Once you understand that, the approach is two steps:
sort the values in either order
pick the middle value (if not an odd number of values, pick the average of the two middle values)
Example:
Median of 0 1 3 7 9 10: 5 (because (7+3)/2=5)
Median of 0 1 3 7 9 10 11: 7 (because 7 is the middle value)
So, to sort dates you need a numerical value; you can get their time stamp (as seconds elapsed from epoch) and use the definition of median.
Finding median in mysql using group_concat
Query:
SELECT
IF(count%2=1,
SUBSTRING_INDEX(substring_index(data_str,",",pos),",",-1),
(SUBSTRING_INDEX(substring_index(data_str,",",pos),",",-1)
+ SUBSTRING_INDEX(substring_index(data_str,",",pos+1),",",-1))/2)
as median
FROM (SELECT group_concat(val order by val) data_str,
CEILING(count(*)/2) pos,
count(*) as count from data)temp;
Explanation:
Sorting is done using order by inside group_concat function
Position(pos) and Total number of elements (count) is identified.
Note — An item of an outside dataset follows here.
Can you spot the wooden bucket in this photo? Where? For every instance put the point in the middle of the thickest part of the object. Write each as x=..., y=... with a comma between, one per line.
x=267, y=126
CEILING to identify position helps us to use substring_index function in the below steps.
Based on count, even or odd number of values is decided.
Odd values: Directly choose the element belonging to the pos using substring_index.
Even values: Find the element belonging to the pos and pos+1, then add them and divide by 2 to get the median.
Finally the median is calculated.
If you have a table R with a column named A, and you want the median of A, you can do as follows:
SELECT A FROM R R1
WHERE ( SELECT COUNT(A) FROM R R2 WHERE R2.A < R1.A ) = ( SELECT COUNT(A) FROM R R3 WHERE R3.A > R1.A )
Note: This will only work if there are no duplicated values in A. Also, null values are not allowed.
Simplest ways me and my friend have found out... ENJOY!!
SELECT count(*) INTO #c from station;
select ROUND((#c+1)/2) into #final;
SELECT round(lat_n,4) from station a where #final-1=(select count(lat_n) from station b where b.lat_n > a.lat_n);
Here is a solution that is easy to understand. Just replace Your_Column and Your_Table as per your requirement.
SET #r = 0;
SELECT AVG(Your_Column)
FROM (SELECT (#r := #r + 1) AS r, Your_Column FROM Your_Table ORDER BY Your_Column) Temp
WHERE
r = (SELECT CEIL(COUNT(*) / 2) FROM Your_Table) OR
r = (SELECT FLOOR((COUNT(*) / 2) + 1) FROM Your_Table)
Originally adopted from this thread.